한빛사 논문
Sung Kook Chun1†, Bridget M. Fortin1†, Rachel C. Fellows1†, Amber N. Habowski2, Amandine Verlande1, Wei A. Song1, Alisa L. Mahieu1, Austin E. Y. T. Lefebvre3, Jason N. Sterrenberg4, Leandro M. Velez1, Michelle A. Digman3, Robert A. Edwards5, Nicholas R. Pannunzio4, Marcus M. Seldin1, Marian L. Waterman2, Selma Masri1*
1Department of Biological Chemistry, University of California, Irvine, Irvine, CA 92697, USA. 2Department of Microbiology and Molecular Genetics, University of California, Irvine, Irvine, CA 92697, USA. 3Department of Biomedical Engineering, University of California, Irvine, Irvine, CA 92697, USA. 4Department of Medicine, University of California, Irvine, Irvine, CA 92697, USA. 5Department of Pathology and Laboratory Medicine, University of California, Irvine, Irvine, CA 92697, USA.
*Corresponding author.
†These authors contributed equally to this work.
Abstract
An alarming rise in young onset colorectal cancer (CRC) has been reported; however, the underlying molecular mechanism remains undefined.
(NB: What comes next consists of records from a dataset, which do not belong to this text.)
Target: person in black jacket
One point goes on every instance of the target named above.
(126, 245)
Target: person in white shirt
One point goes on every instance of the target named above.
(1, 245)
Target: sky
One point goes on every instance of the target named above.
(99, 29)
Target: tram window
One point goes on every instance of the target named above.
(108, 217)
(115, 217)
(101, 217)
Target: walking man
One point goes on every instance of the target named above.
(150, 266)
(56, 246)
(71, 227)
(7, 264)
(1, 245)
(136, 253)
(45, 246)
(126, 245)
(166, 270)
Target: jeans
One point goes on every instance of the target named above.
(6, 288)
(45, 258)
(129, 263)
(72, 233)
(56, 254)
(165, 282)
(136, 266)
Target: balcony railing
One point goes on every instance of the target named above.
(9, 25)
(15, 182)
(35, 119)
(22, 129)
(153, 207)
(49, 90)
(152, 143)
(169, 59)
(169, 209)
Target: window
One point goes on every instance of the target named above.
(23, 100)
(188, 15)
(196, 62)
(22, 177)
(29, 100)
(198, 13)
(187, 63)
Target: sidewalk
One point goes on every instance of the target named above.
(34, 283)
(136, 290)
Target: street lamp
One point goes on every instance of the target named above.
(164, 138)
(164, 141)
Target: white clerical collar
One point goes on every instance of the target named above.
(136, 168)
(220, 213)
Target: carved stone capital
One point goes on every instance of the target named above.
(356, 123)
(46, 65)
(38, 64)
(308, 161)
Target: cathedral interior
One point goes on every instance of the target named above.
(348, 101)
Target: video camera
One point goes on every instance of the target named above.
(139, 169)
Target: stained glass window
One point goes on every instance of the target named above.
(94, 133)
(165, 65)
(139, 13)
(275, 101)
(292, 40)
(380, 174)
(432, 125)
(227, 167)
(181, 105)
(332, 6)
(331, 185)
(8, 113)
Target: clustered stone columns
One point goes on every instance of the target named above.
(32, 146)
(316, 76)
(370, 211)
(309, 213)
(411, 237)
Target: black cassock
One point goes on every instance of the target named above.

Suspected risk factors of young onset CRC include environmental aspects, such as lifestyle and dietary factors, which are known to affect the circadian clock. We find that both genetic disruption and environmental disruption of the circadian clock accelerate Apc-driven CRC pathogenesis in vivo. Using an intestinal organoid model, we demonstrate that clock disruption promotes transformation by driving Apc loss of heterozygosity, which hyperactivates Wnt signaling. This up-regulates c-Myc, a known Wnt target, which drives heightened glycolytic metabolism. Using patient-derived organoids, we show that circadian rhythms are lost in human tumors. Last, we identify that variance between core clock and Wnt pathway genes significantly predicts the survival of patients with CRC. Overall, our findings demonstrate a previously unidentified mechanistic link between clock disruption and CRC, which has important implications for young onset cancer prevention.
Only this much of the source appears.